Intelligent Enterprise

Better Insight for Business Decisions

Intelligent Enterprise - Better Insight for Business Decisions
search Intelligent Enterprise
Advanced Search
RSS
Webcasts
Digital Library
Subscribe
Home




January 30, 2001



Address Space

Turn your data warehouse into a geographic information system


Ralph Kimball

A chasm divides the data warehouse community from the geographic information systems (GIS) community, a chasm I described in my previous column. (See Data Webhouse from the Jan. 1, 2000 issue at IntelligentEnterprise.com ) Although both of these groups talk about data warehouses and about making decisions from their data, they rarely venture onto each other's turf and the apparent overlap of vocabulary is, in fact, misleading.
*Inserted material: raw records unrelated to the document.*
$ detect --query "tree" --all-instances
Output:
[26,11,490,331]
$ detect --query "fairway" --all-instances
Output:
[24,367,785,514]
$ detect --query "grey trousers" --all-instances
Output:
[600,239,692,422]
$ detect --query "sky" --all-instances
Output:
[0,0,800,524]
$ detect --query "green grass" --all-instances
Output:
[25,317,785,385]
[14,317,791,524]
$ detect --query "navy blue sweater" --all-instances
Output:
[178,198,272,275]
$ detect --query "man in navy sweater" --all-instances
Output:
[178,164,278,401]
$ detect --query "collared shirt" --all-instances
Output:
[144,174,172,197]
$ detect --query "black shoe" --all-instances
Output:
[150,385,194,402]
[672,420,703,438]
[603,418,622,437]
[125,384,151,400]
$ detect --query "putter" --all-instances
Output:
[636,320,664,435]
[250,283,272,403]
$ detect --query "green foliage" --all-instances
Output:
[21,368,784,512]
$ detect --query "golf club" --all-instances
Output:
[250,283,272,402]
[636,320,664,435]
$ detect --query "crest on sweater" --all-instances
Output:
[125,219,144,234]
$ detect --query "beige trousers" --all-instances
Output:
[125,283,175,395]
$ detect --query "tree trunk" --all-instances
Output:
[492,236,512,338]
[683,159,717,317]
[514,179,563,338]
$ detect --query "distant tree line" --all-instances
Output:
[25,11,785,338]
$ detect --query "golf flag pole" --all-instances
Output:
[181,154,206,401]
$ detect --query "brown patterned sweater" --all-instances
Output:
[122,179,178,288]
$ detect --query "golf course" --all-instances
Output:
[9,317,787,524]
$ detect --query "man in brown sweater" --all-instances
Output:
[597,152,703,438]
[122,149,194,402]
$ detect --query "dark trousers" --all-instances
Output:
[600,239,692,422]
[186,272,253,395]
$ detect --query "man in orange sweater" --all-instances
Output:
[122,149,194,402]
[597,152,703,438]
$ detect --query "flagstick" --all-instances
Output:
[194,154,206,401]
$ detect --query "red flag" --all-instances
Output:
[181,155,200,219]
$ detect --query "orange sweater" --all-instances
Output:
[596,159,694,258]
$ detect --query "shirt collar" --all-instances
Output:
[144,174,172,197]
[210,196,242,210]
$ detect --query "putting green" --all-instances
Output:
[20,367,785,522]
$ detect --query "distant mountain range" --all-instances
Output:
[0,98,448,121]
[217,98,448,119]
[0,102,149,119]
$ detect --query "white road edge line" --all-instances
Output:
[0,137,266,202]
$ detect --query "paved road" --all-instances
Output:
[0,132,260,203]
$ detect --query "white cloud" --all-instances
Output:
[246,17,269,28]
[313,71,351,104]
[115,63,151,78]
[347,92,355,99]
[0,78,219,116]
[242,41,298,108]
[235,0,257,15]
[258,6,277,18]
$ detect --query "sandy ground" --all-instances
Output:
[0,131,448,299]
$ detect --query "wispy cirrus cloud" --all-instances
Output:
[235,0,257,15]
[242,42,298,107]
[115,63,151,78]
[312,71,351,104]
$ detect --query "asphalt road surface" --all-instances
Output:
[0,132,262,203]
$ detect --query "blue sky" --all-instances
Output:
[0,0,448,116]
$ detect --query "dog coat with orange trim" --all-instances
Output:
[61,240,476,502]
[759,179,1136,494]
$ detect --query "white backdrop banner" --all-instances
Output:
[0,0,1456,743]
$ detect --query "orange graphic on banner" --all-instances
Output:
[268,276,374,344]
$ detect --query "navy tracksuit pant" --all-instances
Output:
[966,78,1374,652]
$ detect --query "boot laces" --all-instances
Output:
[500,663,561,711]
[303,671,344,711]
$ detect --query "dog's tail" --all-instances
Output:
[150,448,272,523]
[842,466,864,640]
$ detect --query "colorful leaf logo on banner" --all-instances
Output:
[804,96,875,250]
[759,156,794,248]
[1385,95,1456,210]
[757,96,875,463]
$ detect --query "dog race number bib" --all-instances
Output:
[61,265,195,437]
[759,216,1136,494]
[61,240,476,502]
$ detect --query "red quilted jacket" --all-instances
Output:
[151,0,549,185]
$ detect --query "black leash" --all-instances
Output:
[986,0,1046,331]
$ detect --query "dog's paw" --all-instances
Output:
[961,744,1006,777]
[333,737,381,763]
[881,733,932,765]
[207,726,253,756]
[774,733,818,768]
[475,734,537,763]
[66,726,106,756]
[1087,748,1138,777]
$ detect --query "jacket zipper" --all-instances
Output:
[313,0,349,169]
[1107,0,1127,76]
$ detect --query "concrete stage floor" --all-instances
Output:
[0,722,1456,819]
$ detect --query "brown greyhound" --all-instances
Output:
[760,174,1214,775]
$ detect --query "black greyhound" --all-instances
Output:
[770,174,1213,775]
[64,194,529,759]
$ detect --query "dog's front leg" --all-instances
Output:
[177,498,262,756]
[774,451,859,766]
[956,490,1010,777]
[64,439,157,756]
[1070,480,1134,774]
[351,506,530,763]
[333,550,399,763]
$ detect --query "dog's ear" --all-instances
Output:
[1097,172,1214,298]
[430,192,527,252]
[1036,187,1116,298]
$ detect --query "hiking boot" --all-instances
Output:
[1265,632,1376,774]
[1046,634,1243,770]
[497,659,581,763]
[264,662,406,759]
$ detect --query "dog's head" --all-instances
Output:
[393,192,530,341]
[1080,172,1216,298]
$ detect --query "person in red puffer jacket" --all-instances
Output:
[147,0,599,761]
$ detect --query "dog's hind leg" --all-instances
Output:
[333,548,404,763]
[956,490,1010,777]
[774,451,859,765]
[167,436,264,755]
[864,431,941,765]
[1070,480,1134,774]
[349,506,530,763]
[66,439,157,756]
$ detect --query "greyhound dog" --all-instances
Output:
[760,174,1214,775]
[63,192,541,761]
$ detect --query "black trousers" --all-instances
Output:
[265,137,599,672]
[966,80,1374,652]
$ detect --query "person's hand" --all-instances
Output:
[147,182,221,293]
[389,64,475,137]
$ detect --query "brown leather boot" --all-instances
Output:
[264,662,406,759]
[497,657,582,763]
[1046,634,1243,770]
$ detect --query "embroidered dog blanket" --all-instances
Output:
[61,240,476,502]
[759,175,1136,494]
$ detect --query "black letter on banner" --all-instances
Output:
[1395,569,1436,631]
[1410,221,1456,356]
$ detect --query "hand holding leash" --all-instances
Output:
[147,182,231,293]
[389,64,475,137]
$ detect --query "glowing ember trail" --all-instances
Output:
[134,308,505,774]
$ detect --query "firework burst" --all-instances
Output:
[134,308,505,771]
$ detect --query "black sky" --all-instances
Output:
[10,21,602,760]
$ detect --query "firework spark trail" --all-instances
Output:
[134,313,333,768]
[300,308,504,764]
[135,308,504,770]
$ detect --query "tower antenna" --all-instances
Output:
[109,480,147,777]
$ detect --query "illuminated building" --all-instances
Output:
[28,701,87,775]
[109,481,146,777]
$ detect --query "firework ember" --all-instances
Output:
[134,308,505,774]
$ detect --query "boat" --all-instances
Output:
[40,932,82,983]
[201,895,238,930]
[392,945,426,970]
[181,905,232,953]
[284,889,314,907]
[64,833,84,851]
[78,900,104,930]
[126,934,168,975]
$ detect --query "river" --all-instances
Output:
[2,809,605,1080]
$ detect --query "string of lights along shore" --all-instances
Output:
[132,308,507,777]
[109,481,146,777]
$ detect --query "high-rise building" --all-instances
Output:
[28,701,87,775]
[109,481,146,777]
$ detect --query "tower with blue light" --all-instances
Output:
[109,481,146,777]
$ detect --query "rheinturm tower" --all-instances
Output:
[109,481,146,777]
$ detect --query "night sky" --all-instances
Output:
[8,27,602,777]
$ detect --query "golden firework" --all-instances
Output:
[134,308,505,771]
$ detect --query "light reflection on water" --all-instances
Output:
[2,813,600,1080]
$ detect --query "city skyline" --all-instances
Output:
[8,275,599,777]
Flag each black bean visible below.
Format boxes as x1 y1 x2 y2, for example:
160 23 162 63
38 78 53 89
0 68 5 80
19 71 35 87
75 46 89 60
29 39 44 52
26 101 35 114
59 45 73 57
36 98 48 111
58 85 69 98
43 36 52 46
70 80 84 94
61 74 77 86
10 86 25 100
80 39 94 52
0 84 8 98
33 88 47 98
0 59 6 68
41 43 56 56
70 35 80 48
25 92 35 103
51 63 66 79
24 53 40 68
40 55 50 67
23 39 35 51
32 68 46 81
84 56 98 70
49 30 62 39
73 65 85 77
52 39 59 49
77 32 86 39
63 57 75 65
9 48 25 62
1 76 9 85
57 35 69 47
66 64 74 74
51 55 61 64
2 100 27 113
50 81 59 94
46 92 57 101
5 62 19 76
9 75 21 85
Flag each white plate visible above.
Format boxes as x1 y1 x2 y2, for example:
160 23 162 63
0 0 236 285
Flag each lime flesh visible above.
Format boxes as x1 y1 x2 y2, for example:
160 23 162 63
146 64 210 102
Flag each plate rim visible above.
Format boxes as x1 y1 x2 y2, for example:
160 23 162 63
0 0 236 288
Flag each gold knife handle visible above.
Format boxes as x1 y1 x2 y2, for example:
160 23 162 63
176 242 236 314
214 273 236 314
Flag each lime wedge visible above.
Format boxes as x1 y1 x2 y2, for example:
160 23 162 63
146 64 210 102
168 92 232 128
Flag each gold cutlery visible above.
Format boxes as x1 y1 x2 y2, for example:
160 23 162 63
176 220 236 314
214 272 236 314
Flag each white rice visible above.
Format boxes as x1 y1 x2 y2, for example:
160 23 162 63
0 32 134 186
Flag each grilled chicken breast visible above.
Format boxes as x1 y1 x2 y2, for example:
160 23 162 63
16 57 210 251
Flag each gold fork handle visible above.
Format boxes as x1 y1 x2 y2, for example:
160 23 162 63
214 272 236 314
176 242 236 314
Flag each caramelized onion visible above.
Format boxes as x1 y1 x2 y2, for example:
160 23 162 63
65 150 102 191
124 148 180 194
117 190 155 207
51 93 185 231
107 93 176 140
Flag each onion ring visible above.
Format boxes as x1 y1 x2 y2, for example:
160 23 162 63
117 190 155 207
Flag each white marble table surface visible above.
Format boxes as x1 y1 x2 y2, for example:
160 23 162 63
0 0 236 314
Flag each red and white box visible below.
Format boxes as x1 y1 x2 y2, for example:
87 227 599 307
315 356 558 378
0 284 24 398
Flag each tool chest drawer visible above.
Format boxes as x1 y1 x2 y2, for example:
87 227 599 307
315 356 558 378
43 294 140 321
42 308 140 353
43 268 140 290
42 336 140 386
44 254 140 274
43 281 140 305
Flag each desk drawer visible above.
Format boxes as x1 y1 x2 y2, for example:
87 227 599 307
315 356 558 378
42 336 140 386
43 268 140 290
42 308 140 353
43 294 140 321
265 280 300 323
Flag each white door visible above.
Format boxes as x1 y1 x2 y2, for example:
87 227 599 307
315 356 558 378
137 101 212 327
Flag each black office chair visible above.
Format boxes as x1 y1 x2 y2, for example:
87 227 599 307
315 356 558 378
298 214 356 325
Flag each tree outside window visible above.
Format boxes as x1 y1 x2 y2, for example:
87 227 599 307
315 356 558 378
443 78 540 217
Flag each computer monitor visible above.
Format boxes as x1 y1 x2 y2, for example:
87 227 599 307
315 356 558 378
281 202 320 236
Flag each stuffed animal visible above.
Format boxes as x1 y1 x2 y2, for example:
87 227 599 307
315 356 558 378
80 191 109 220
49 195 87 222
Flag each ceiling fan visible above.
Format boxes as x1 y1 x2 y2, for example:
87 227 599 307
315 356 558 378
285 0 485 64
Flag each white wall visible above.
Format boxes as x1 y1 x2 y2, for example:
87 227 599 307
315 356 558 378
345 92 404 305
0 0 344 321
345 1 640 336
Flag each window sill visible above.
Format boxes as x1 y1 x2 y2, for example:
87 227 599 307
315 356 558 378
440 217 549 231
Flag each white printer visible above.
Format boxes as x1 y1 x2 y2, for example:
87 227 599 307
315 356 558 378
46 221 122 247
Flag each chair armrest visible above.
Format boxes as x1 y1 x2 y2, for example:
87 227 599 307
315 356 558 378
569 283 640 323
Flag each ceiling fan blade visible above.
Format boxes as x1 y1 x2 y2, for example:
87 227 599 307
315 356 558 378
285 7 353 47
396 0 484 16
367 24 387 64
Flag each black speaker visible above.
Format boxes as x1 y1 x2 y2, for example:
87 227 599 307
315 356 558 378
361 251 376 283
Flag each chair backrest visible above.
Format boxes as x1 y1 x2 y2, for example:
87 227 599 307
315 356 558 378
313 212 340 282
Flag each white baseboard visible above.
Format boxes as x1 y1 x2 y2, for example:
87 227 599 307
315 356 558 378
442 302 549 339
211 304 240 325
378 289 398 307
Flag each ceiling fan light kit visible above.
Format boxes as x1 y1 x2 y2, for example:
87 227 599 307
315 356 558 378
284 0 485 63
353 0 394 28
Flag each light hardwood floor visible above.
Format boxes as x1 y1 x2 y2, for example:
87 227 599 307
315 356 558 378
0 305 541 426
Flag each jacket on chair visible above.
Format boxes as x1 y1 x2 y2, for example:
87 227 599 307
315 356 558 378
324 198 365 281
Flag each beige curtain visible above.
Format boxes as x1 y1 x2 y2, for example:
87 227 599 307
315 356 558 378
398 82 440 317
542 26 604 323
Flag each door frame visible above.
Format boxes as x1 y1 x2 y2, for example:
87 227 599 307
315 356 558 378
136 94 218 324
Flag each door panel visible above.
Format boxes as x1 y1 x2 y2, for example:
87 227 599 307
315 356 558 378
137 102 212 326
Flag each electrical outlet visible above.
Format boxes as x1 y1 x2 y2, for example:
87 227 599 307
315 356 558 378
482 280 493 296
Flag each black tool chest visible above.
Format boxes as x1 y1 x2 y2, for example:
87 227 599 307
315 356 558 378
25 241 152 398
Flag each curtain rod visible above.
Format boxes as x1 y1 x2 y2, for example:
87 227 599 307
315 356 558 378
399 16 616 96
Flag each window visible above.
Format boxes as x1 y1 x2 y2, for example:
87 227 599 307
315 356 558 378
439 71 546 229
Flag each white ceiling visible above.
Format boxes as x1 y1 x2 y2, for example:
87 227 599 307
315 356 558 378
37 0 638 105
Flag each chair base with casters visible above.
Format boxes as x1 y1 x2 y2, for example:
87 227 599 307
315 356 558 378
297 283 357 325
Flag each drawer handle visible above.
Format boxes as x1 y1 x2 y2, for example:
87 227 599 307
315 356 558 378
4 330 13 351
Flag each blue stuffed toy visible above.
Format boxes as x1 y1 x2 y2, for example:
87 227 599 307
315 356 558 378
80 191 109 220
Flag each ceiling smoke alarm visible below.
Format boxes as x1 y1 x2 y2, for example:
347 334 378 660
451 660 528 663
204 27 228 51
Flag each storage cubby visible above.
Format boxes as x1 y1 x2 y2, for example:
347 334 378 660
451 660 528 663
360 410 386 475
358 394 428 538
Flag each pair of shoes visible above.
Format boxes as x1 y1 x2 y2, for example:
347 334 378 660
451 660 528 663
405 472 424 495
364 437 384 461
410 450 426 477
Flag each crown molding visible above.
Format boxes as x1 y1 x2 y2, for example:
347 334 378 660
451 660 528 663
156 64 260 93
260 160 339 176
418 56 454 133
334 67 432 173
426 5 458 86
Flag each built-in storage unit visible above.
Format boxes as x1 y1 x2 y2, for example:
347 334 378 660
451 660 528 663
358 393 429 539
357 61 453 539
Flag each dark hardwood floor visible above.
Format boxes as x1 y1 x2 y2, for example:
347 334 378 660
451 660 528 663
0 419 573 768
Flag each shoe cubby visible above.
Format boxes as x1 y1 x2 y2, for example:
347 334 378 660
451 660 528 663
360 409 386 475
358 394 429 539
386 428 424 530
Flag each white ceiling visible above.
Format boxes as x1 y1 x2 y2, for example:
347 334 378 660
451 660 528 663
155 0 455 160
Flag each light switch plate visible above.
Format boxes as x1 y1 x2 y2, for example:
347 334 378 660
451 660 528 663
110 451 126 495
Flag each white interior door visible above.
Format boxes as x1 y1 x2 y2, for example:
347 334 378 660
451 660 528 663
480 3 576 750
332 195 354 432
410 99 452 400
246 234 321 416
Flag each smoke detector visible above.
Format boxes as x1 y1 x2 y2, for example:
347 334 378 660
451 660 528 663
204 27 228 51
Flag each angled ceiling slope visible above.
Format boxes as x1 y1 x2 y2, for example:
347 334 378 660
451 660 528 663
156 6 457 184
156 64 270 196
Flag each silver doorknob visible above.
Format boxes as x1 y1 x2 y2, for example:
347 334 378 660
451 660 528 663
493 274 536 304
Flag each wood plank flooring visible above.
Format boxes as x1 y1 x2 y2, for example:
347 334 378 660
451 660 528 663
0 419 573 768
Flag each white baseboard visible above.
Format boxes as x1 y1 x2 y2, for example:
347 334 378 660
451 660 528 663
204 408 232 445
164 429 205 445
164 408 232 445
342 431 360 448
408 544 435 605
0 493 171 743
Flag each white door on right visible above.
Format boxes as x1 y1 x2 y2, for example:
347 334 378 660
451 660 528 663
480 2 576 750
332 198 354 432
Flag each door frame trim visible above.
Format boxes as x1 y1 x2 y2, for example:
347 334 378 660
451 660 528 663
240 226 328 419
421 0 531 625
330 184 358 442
Data warehouse people are mostly concerned with vast text and number databases, derived from the marketing and operational data sources of the organization, and GIS people are mostly concerned with getting their vast, two-dimensional descriptions of locations and paths on the surface of the earth into an analytic framework.

My interest in all of this is not to try to bring the two communities together. I have a much more narrow agenda, and that is to encourage text-and-number data warehouse project managers to pick off some of the low-hanging fruit provided by our GIS colleagues. With comparatively little effort, we data warehousers can attach some very interesting GIS tools to our existing data, thereby extending the analysis paradigms of the data we already have.

Using GIS tools, we can clean up and effectively use the millions of addresses we already store for all our customers. We can invoke new graphical presentation tools that allow us to see two-dimensional patterns that simply can't be detected in spreadsheets and conventional reports. And we can attach some new verbs to our existing SQL and OLAP databases without modifying the underlying data that let us ask spatially enabled questions, such as "Find all the customers that are within or near a group of counties."

In my previous column, I described the experience of going to ESRI's boot camp training for its Visual Basic MapObjects product. MapObjects implements the final presentation layer for the end user. MapObjects can draw maps and understands data sets. But beneath MapObjects, there is a lot of necessary machinery for attaching ordinary dirty data. The two most interesting pieces of machinery are the address standardizing piece and the geographic query extensions piece. Let's take a look at what it takes to actually use these capabilities and also at the other serious players in this game besides ESRI.

Automatic Address Standardizing

MapObjects provides two objects that work together to let an application interpret ordinary street addresses. The standardizer object applies user-specified patterns to a single street address or a table of street addresses, converting the raw addresses into its best guess as to the fully parsed form. A simple pattern for street addresses within a city might look like the following:

HN 12; House Number
PD 2; Pre-direction
PT 6; Pre-type
SN 30; Street Name
ST 6; Suffix type
SD 2; Suffix direction
ZN 20; Zone

The two character abbreviations at the beginning of each line are the parse tokens of possible address contents. The number is the maximum byte count for each parse token, and the English text after the semicolon is the meaning of the token. This format represents the maximum generality recognizable in an address if the analyst decides to use this pattern.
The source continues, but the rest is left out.